Zunächst waren Grabinschriften Erinnerungen an die hiesigen Geistlichen, für das Seelenheil der Toten zu beten. „Das kann man sich wie einen richtigen Vertrag vorstellen“, erklärt Krüger. Der oder die Stifterin vermachte der Kirche einen großen Betrag, mit dem die Geistlichen und die Anlage bezahlt werden sollten. Im Gegenzug dazu verpflichtete sich die Kirche, bis zum Tag des Jüngsten Gerichts für das Seelenheil der Mäzene beten zu lassen. Stein ist, anders als Pergament, nahezu unvergänglich. Deshalb wurden diese Verträge nicht auf Papier festgehalten, sondern wortwörtlich in Stein gemeißelt. Krüger: „Die Inschriften machen dieses Abkommen für alle Zeit sichtbar.“

Ihre Bedeutung änderte sich jedoch im Zuge der Reformation: „Luther stellte die bisherigen Vorstellungen infrage und sagte, dass das Gebet keinen Einfluss auf das Seelenheil hat. Es ist völlig egal. Allein Gott entscheidet über die Erlösung“, so Krüger. Nur der individuelle Glaube könne dabei helfen, ins Paradies zu gelangen. Mit der Reformation änderte sich deshalb nicht nur die Rolle der Geistlichen, sondern auch die der Gräber. „Sie sind vielmehr zu Orten der persönlichen Andacht an die verstorbene Person geworden“, sagt Krüger. Diesen Wandel könne man auch am Stadtgottesacker sehen. Die Inschriften vor 1540, als Halle protestantisch wurde, sind noch vom alten Typ, aber dann ändern sich die Texte grundlegend. Auf den Grabsteinen aufgelistet sind seitdem Angaben zur Hochzeit, zu Kindern und weiteren wichtigen Lebensstationen – und natürlich Besitzanzeigen, welcher Familie ein bestimmter Bogen gehört. „Dabei handelt es sich im Grunde um personenbezogene Daten, die wir aus dieser Zeit in dieser Dichte nur hier finden können“, sagt der Historiker.

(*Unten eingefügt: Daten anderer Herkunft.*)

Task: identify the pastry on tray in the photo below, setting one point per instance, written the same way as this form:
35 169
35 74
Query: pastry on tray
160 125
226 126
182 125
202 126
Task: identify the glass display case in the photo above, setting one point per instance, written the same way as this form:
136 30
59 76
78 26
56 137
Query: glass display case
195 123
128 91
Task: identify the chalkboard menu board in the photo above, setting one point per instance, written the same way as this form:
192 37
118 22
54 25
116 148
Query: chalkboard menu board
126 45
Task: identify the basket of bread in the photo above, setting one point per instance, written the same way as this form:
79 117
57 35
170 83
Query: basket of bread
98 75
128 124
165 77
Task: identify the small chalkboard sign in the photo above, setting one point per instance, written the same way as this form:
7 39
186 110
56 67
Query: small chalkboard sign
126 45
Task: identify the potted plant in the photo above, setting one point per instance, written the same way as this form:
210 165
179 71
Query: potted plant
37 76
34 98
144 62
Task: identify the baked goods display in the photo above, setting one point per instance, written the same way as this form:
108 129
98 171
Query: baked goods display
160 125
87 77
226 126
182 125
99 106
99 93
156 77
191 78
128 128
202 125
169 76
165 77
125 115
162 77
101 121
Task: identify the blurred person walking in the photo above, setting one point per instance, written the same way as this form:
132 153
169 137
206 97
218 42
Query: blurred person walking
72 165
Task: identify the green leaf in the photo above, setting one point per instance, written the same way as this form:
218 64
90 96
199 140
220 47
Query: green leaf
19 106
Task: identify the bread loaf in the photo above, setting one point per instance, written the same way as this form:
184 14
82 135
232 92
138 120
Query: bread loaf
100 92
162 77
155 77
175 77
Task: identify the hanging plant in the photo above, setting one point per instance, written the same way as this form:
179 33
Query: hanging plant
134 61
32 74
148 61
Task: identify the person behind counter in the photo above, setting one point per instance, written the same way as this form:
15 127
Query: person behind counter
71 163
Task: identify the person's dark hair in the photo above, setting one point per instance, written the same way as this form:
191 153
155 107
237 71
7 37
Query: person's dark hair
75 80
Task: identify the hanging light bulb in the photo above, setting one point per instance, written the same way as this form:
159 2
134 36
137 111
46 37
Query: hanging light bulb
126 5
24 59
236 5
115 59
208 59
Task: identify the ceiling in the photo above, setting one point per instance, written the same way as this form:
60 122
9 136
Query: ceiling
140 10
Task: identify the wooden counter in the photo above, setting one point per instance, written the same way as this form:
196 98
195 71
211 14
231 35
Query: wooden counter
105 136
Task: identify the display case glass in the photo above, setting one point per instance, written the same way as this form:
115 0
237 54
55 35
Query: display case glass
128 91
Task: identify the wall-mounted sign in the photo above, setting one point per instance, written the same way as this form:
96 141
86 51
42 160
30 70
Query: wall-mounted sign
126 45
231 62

Nach fast 18 Jahren wurde das Projekt nun mit einer Veröffentlichung im Wissenschaftsverlag De Gruyter abgeschlossen. Die Grabinschriften sind für die Forschung nicht nur von Interesse, um individuelle Biographien nachzuzeichnen. Durch die vielen Querverweise auf weitere Personen oder Familien entsteht in der Gesamtheit ein umfangreiches Beziehungsnetzwerk, das sich mit den Texten aufdecken lässt. Insgesamt haben Krüger und seine Mitstreiter rund 850 Personen – 520 Männer und 320 Frauen – aus der Zeit von 1550 bis 1700 identifiziert und die Daten in der umfangreichen Publikation zusammengetragen. Sämtliche Bögen, Grabmäler und Grabplatten hat das Team hochauflösend fotografiert und ebenfalls frei zur Verfügung gestellt. Damit stehen die Erkenntnisse und das Material allen an der Stadtgeschichte Halles Interessierten frei zur Verfügung.